Now that we have finished running about between Missoula and Portland like bees buzzing between flowers, I can tell you all about my favorite kitchen "gadget" this year..... the Pickl-It from the wonderful People at Pickl-It.
I got a set for myself and my sister-in-law, - since we both are fermenting fiends.
A few years ago, I had gotten a Harsch Gairtopf crock (see earlier posts regarding sauerkraut making) because I was tired of skimming my 'kraut. Essentially, I love kitchen science, but I'm even more enamored of accomplishing kitchen crafts with less oversight! The Harsch crock has a wonderful "burping lid" water lock system that allows you to leave your crock unattended for several days at a time while the fermentation beasties work in a safe environment. My Harsch crock is in almost constant use, and I would never give it up.
But there were still times when I wanted something smaller....for those tiny baby carrots, or the 3 small heads of garden fresh bok choy, or even just one quart of baby dills.
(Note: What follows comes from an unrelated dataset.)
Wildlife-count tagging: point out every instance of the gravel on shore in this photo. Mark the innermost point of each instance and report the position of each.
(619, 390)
Here's Jon's approved 5-Star concoction:
Ginger Stuffed Baby Cucumbers
adapted from The Joy of Pickling
Start with about 7-8 baby cucumbers, about 4-5" long.
Slice them, long-wise, not quite all the way through, 2-3 times on each cuke, and sprinkle a bit of sea salt along the insides of the cuts. Set them in a bowl containing 3 c. filtered water with 7 1/2 tsp. sea salt dissolved in it. Let them sit in there, at room temperature, for about 2-3 hours.
When you are ready to stuff the cucumbers, place the following in a shallow bowl (future "stuffing"):
1 daikon radish & 1 med. carrot, sliced into matchsticks about 1 1/2" long
6 scallions, sliced lengthwise and slivered
2-3 garlic cloves, sliced thinly
fresh ginger sliced into matchsticks in volume about equal to the carrots and daikon
Sprinkle these with another tsp. of salt and a tsp. or so of cayenne pepper flakes.
Drain the cukes, and reserve the brine. gently open cucumber and carefully stuff an assortment of matchsticks and slices in each of the cucumber cavities. Place the remainder of any stuffing in a bowl, and place the full cukes on top. Cover with a tea towel and let stand overnight or about 8-10 hours.
Finally, pack the stuffed cucumbers into the 1.5 ltr Pickl-it, sprinkle any remaining "stuffing" around them, cover with the reserved brine, place the weight on top to keep things submerged, attach the (water-filled) air-lock, and let stand at room temperature for 2-3 days before refrigerating.
The Pickl-it air-lock can be removed and a tiny rubber plug inserted in the hole, so that storage in the fridge is easy and not cumbersome.
These were a hit as our Fourth of July pot-luck contribution - we served them cut into about 1" chunks.